Using the encoding described in the previous section, we have built an interface from CASL to Isabelle/HOL. We have chosen Isabelle [Pau94] because it has a very small core guaranteeing correctness. Furthermore, there is over ten years of experience with it (several mathematical textbooks have been verified with Isabelle), Last but not least, Isabelle is generic, i.e. it upports quite a number of logics, and it is possible to define your own logic within Isabelle. Despite the genericity of Isabelle, we have refrained from building the CASL logic directly into Isabelle - this would violate our guideline to re-use existing tools as much as possible: we would have to set up new proof rules, and instantiate the Isabelle simplifier (a rewriting engine) and tableau prover from scratch. Instead, we re-use the Isabelle logic HOL, for which already sophisticated support is available, with the help of the encoding described in section 6.
This encoding has a clear semantical basis due to the borrowing (most other encodings into Isabelle/HOL do not have an explicit model-theoretic counterpart). However, a good semantic basis does not imply that there are no practical problems:
First, the encoding of CASL in Isabelle/HOL as described in [MKK98] produces too complex output. We had to fine-tune the output by suppressing superfluous parts (for example, trivial subsort injections), while retaining its mathematical correctness.
Another problem with borrowing is that the HOL-CASL user really works with the encoding of a CASL specification, and not with the CASL specification itself. In particular, goals and subgoals are displayed as HOL formulas, and the proof rules are of course the Isabelle/HOL proof rules. However, a typical user of the tool will probably be more familiar with CASL than with Isabelle/HOL. Therefore, we have decided to display goals and subgoals in a CASL-like syntax as much as possible. For example, an injection of a term t from a subsort s1 to a supersort s2 is displayed as t : s2, as in CASL, and not as injs1,s2(t), as the encoding would yield. In this way, we get a CASL-like display syntax of Isabelle/HOL. Let us call this display syntax "CASLish Isabelle/HOL".

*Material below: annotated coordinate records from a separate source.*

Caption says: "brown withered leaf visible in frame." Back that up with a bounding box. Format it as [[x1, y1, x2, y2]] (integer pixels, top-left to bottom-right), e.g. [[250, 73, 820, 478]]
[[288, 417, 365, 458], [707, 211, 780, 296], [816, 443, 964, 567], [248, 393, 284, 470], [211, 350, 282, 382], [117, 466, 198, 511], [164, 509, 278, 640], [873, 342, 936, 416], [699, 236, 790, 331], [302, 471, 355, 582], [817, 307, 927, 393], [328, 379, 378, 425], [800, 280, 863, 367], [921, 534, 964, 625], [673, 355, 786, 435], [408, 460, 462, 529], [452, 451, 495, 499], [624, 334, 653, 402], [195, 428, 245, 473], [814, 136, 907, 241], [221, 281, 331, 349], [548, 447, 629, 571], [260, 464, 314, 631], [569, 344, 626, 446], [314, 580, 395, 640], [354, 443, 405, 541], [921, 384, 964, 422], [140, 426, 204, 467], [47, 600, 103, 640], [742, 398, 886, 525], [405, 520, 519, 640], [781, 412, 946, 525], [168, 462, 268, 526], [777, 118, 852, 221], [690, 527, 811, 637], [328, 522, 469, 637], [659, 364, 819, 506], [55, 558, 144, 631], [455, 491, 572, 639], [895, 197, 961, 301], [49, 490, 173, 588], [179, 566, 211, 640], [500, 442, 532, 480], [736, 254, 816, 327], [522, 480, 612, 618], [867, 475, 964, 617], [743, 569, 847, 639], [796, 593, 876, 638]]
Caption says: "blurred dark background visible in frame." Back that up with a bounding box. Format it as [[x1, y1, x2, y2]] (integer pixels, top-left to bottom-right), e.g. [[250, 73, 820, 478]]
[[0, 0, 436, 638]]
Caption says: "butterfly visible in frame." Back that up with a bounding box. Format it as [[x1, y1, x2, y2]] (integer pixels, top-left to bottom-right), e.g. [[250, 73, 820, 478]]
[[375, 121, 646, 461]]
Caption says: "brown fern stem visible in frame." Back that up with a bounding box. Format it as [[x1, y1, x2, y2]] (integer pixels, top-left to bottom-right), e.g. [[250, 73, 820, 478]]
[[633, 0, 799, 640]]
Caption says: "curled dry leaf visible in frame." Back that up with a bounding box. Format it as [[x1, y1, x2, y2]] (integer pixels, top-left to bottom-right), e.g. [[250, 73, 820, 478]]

However, note that the CASLish Isabelle/HOL omits some information, e.g. the information that an injection injs1,s2(t) starts from s1. In some practical example proofs, this turned out to be rather confusing (while in others, the longer form injs1,s2(t) is just tedious), and one would like to go back to the "pure Isabelle/HOL" view of the subgoals instead of using the "CASLish Isabelle/HOL". Therefore, we plan to let the user choose among several pretty printing "views" on his or her encoded CASL specification.
A related problem is that of input of goals. Goals are of course input in the CASL syntax (only during a proof, they get redisplayed in CASLish Isabelle/HOL syntax). One would like also to be able to input goals in Isabelle/HOL, for example when one needs to prove a lemma that is formulated in Isabelle/HOL. We solve this by providing Isabelle/HOL as a theory within our interface, and we parse goals that are input for this theory always with the Isabelle/HOL parser, and not with the CASL parser.
Sometimes, these two "pure" input syntaxes (the CASL and the ISabelle/HOL syntax) are not sufficient. An example is the following: In Isabelle, there are two different kinds of free variables: Object variables, which cannot be instantiated during a proof, are used for proofs of universally quantified sentences. Such variables are needed, for example, in a goal forall x,y:Nat · x*y=y*x which is automatically converted to its free form x*y=y*x by the encoding, since the free form can be better handeled in Iasbelle/HOL. The other kind of variables are meta variables, which can be instantiated during a proof, giving an informative answer substitution during the proof of an existentially quantified sentence (cf. Prolog, narrowing). For example, when trying to prove exist x:Nat · x+9=12 it makes more sense to input the goal ?x + 9 =12 and get ?x instantiated with 3 during the proof (while the goal x+9=12 is not provable, since forall x:Nat · x+9=12 is false).
We now provide the facility to input goals in CASL with both kinds of variables. We are therefore working with a mixture of CASL and Iasbelle/HOL.
In future work, we will study the semantic relationships between the different input and display syntaxes and a true combination of CASL and HOL (like higher-order CASL [HKBM98]) in more detail.